Oft tritt die Analyse hinter der Deskription zurück, wobei sie leider auf einen sehr engen Rahmen beschränkt bleibt. Insgesamt gewinnt man den Eindruck, daß Zinn das umfangreiche Material an einigen Stellen über den Kopf gewachsen ist. So ist beispielsweise die Schlußfolgerung, daß die linken Blätter das Stereotyp prägten, während die liberalen es nur übernommen hätten, ungenau, da die von ihm zitierten Quellen dieser Annahme eher widersprechen und er selber auch an anderer Stelle der Untersuchung zu einem anderen Ergebnis kommt (S. 219). Schade ist, daß Zinn nicht die weitergehende Frage aufwirft, ob die das Stereotyp vom homosexuellen Nazi kolportierenden Berichte der Exilpresse einen Einfluß auf die Verfolgung gleichgeschlechtlich orientierter Männer im Deutschen Reich hatten.
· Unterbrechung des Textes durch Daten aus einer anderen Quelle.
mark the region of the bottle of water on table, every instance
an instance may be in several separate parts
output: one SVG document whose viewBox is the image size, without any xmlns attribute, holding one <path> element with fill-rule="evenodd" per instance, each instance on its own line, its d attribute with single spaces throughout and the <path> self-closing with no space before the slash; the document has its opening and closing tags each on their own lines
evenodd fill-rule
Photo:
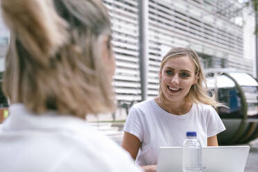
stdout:
<svg viewBox="0 0 258 172">
<path fill-rule="evenodd" d="M 182 171 L 201 172 L 202 146 L 196 137 L 196 132 L 187 132 L 182 146 Z"/>
</svg>

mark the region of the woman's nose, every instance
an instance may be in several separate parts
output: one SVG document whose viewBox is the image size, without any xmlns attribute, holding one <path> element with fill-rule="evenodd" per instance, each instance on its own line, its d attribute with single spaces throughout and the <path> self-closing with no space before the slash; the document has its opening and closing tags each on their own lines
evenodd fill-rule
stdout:
<svg viewBox="0 0 258 172">
<path fill-rule="evenodd" d="M 179 77 L 178 75 L 174 75 L 171 79 L 171 83 L 175 84 L 179 84 Z"/>
</svg>

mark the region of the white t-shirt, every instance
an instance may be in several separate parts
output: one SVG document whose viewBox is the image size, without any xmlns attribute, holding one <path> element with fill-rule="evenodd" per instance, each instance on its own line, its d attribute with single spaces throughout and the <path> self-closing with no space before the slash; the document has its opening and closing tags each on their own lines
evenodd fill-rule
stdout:
<svg viewBox="0 0 258 172">
<path fill-rule="evenodd" d="M 187 131 L 196 131 L 202 146 L 207 146 L 208 137 L 225 128 L 210 105 L 194 103 L 187 114 L 175 115 L 162 109 L 152 99 L 131 108 L 123 130 L 140 140 L 136 163 L 145 166 L 157 164 L 160 146 L 182 146 Z"/>
<path fill-rule="evenodd" d="M 80 119 L 54 112 L 34 114 L 12 105 L 0 125 L 4 172 L 142 171 L 130 155 Z"/>
</svg>

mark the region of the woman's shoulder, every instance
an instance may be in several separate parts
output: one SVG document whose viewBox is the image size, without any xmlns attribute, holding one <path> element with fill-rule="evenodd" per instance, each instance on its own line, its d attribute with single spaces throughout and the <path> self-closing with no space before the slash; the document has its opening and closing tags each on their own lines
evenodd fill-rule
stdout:
<svg viewBox="0 0 258 172">
<path fill-rule="evenodd" d="M 216 114 L 214 108 L 212 105 L 204 103 L 194 103 L 200 112 L 205 114 Z"/>
<path fill-rule="evenodd" d="M 155 103 L 154 101 L 155 101 L 154 99 L 144 101 L 133 105 L 132 108 L 138 110 L 149 108 L 149 107 L 153 106 Z"/>
</svg>

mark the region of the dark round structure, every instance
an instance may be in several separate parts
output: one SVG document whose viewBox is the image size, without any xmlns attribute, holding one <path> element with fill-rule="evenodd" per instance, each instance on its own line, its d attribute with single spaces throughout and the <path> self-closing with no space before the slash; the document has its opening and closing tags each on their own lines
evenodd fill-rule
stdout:
<svg viewBox="0 0 258 172">
<path fill-rule="evenodd" d="M 227 130 L 219 144 L 246 144 L 258 137 L 258 82 L 247 73 L 229 69 L 205 72 L 207 87 L 225 107 L 216 109 Z"/>
</svg>

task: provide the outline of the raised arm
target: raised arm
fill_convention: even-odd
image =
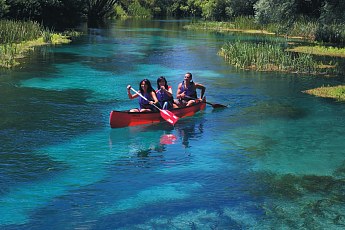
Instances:
[[[195,87],[201,90],[200,99],[202,99],[205,95],[206,87],[199,83],[195,83]]]
[[[156,95],[155,91],[151,92],[151,97],[153,99],[153,103],[157,104],[158,103],[158,99],[157,99],[157,95]]]
[[[182,83],[180,83],[177,87],[177,92],[176,92],[177,99],[181,99],[184,97],[184,93],[181,92],[181,88],[182,88]]]
[[[139,95],[138,95],[138,94],[132,94],[132,93],[131,93],[131,88],[132,88],[132,86],[130,86],[130,85],[127,86],[127,95],[128,95],[128,98],[129,98],[129,99],[137,98]]]

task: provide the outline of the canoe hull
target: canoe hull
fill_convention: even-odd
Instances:
[[[177,117],[188,117],[193,116],[196,112],[205,109],[206,101],[199,102],[189,107],[178,108],[170,110]],[[129,111],[116,111],[110,112],[110,127],[111,128],[122,128],[127,126],[137,126],[152,124],[165,121],[159,112],[129,112]]]

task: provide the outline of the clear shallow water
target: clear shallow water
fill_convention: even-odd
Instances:
[[[301,92],[341,82],[236,71],[216,55],[236,36],[185,23],[116,22],[1,72],[1,229],[344,228],[345,106]],[[230,107],[109,128],[127,84],[187,71]]]

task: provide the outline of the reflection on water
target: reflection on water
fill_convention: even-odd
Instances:
[[[216,54],[236,34],[186,23],[118,21],[1,72],[1,229],[345,226],[345,107],[302,93],[342,79],[237,71]],[[109,128],[128,84],[187,71],[229,108]]]

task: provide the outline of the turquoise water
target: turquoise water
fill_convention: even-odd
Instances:
[[[345,227],[345,104],[302,93],[342,80],[237,71],[217,56],[237,35],[186,23],[114,22],[1,72],[1,229]],[[229,108],[110,129],[128,84],[187,71]]]

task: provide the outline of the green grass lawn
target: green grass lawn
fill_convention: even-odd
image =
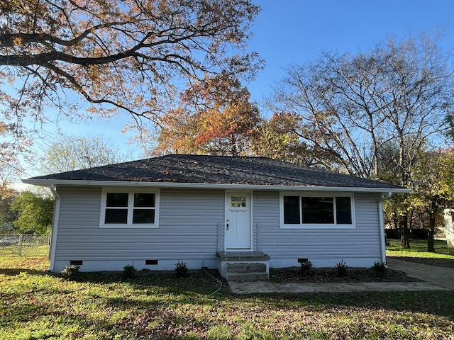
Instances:
[[[48,266],[0,257],[0,339],[453,339],[454,291],[243,296],[202,271],[68,281]]]
[[[410,248],[402,249],[400,240],[388,239],[387,256],[400,257],[406,261],[422,264],[454,268],[454,251],[448,248],[446,241],[435,240],[435,252],[427,251],[427,240],[413,239],[410,241]]]

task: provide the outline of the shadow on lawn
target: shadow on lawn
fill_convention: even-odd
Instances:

Das Verdienst von Zinn ist es, die Forschung um einen wichtigen Gegenstand bereichert zu haben: Er zeigt detailliert und präzise die Konstruktion des Stereotyps vom homosexuellen Nazi und erschließt mit seinem Beitrag eine neue Quellengruppe; der Niederschlag, den das Klischee vom homosexuellen Nazi in der deutschen Exilliteratur fand, ist bereits 1990 von Jörn Meve untersucht worden.
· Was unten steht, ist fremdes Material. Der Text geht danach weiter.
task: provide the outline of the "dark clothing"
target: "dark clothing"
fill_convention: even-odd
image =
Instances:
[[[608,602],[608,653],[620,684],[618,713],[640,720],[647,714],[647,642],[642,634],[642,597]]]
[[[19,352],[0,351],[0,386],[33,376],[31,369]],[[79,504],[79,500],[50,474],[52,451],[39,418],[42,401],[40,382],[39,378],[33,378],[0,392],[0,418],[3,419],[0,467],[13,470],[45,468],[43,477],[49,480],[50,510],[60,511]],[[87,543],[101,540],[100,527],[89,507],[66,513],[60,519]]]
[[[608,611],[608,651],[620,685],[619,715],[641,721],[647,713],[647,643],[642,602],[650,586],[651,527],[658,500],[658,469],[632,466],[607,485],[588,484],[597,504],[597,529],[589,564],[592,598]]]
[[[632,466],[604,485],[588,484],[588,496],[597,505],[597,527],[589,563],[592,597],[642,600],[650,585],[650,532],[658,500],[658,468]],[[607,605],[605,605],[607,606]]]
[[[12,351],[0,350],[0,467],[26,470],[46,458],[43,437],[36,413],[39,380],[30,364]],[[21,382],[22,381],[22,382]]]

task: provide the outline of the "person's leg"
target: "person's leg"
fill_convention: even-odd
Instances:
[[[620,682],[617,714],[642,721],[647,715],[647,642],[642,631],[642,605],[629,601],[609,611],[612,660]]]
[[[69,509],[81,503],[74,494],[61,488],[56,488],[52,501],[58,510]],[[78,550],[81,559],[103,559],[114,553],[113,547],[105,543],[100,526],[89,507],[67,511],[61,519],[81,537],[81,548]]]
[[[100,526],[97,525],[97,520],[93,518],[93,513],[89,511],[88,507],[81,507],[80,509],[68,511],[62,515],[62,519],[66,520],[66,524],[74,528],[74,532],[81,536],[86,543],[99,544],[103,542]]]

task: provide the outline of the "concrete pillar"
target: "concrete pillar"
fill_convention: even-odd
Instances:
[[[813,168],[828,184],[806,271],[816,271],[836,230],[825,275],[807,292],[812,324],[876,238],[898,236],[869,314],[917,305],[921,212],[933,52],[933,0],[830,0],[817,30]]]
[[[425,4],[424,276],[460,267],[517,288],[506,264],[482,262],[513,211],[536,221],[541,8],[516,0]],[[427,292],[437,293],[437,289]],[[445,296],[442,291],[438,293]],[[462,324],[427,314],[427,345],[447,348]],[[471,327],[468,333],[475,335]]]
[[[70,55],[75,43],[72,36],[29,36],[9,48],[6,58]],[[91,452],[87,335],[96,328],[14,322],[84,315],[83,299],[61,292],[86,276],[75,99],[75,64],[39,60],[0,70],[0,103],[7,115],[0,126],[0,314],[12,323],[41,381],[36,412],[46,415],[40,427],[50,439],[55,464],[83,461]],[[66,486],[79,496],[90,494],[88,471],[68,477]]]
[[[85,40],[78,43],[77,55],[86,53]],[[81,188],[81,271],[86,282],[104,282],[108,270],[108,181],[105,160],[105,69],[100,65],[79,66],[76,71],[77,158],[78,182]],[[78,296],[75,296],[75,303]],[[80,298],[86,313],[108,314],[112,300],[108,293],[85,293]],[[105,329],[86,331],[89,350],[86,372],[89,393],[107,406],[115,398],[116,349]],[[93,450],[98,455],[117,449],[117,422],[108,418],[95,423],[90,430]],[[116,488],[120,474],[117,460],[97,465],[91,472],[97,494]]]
Zinn verweist in seiner Untersuchung auch auf aktuelle Diskurse: Zwar sei das Stereotyp vom homosexuellen Nazi nach 1945 weitgehend in Vergessenheit geraten, wurde aber dennoch von einigen Linken in Deutschland rezipiert. So findet es sich in Reimut Reiches Frühwerk, Ende der 60er Jahre, Klaus Theweleits Standardwerk "Männerphantasien" (1977) und auch sehr plakativ in einem taz-Beitrag von Nicolaus Sombart von 1987. Breitenwirkung hätten diese Ansätze aber nicht gehabt. Insbesondere Zinns Auseinandersetzung mit Theweleits Annahme einer "strukturellen Bedeutung" der Homosexualität "für Funktion und Erhalt des nationalsozialistischen Herrschaftssystems" scheint für die weitere Forschung innovativ zu sein. Eine fundierte Auseinandersetzung mit diesem Teil des Werkes von Theweleit hat bis heute - auch aus schwuler Perspektive - nicht stattgefunden.
 
Stefan Micheler
Januar 1998
 

 
Micheler, Stefan: Buchbesprechung: Zinn, Alexander: Die soziale Konstruktion des homosexuellen Nationalsozialisten. Zur Genese und Etablierung eines Stereotyps. Frankfurt/Main 1997. In: 1999, Zeitschrift für Sozialgeschichte des 20. und 21. Jahrhunderts, Heft 2/99, S. 175-177.